The Gathering Place
A Midwesterner learns to love the food of her childhood by sharing it with her kids.
Make lasting food memories with friendly midwestern cooking.
My husband and I decided that our West Coast days had run their course. Though my career flourished during our 13 years in Los Angeles and San Francisco, in October 2015, we felt an undeniable shoulder tap from the universe telling us it was time for a big change. We wanted our two little Californiaborn children to grow up in the central states, as we both had.
So, with an exciting job offer in hand for him—and for me, some concern that by settling in the Midwest, I would lose any cool quotient I had in the food world I worked in—we moved to Chicago. We moved to be close to family and friends, to increase our hot dog intake and to give our kids more seasons and less exposure to kale. The first Thanksgiving and Christmas that we didn’t have to buy plane tickets to visit family was magical. I also found myself looking at food here, and particularly heartland baking, in a whole new light.
When I left for California at
25, my culinary interests hadn’t yet found me. As a midwestern mutt, with everything from German and Scandinavian to Irish, Greek and Italian heritage, I thought of my upbringing and all the food we ate as fun and delicious, but never as anything particularly interesting. The inventiveness of the California food scene did little to elevate those early food memories.

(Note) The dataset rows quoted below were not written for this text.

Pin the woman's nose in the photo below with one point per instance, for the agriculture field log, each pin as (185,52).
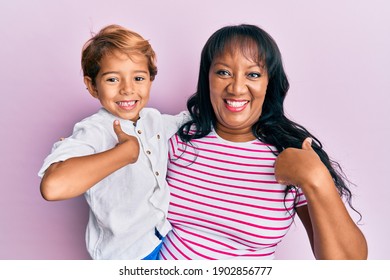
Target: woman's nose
(238,86)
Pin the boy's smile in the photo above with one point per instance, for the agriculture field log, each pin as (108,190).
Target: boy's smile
(122,84)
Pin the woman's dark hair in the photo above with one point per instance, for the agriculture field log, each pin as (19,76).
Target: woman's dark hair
(273,127)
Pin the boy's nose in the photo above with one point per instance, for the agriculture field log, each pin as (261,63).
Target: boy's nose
(127,88)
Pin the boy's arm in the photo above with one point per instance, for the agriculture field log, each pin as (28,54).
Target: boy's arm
(74,176)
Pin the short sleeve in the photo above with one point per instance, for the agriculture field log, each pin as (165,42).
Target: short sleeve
(173,122)
(84,141)
(300,199)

Still, I felt the old-school cravings. As the empty moving trucks pulled away from our new home in Illinois, the distant familiarity I’d longed for became real life. I unpacked our boxes and thought about what I wanted my kids’ childhoods to be.
Since then, it’s been a mission of sorts to pull meaningful meals and sweet treats from the oven— dishes that have a connection to the new life we’re building here as a family. I want to pepper these new heirloom recipes with the vast array of cultural influences that have long been part of the story of this region—the funky quilt of ethnicities that make up not only our cuisine, but our actual DNA. Most of all, I want my children to have detailed, active food memories and a deep appreciation for this place, something I never gained while I was growing up.
What I love about Midwest baking is that the goal isn’t to smack you in the face with bizarre ingredients and fancy, impressive techniques. Instead it celebrates the creative use of pantry staples, a people-pleasing
approach that will simply never go out of style.
There’s a thread of flavor that runs through cooking and baking here, and often it’s found in the marriage of butter and flour. This is food that yields to the tooth. It’s friendly, like the Midwesterners who wave you ahead of them in the grocery line, or strangers readily exchanging recipe ideas over a market bin of early-season cherries, saying, “After a long winter and cold spring, isn’t it great to see cherries again?” To me, these are some of the most nourishing things in life.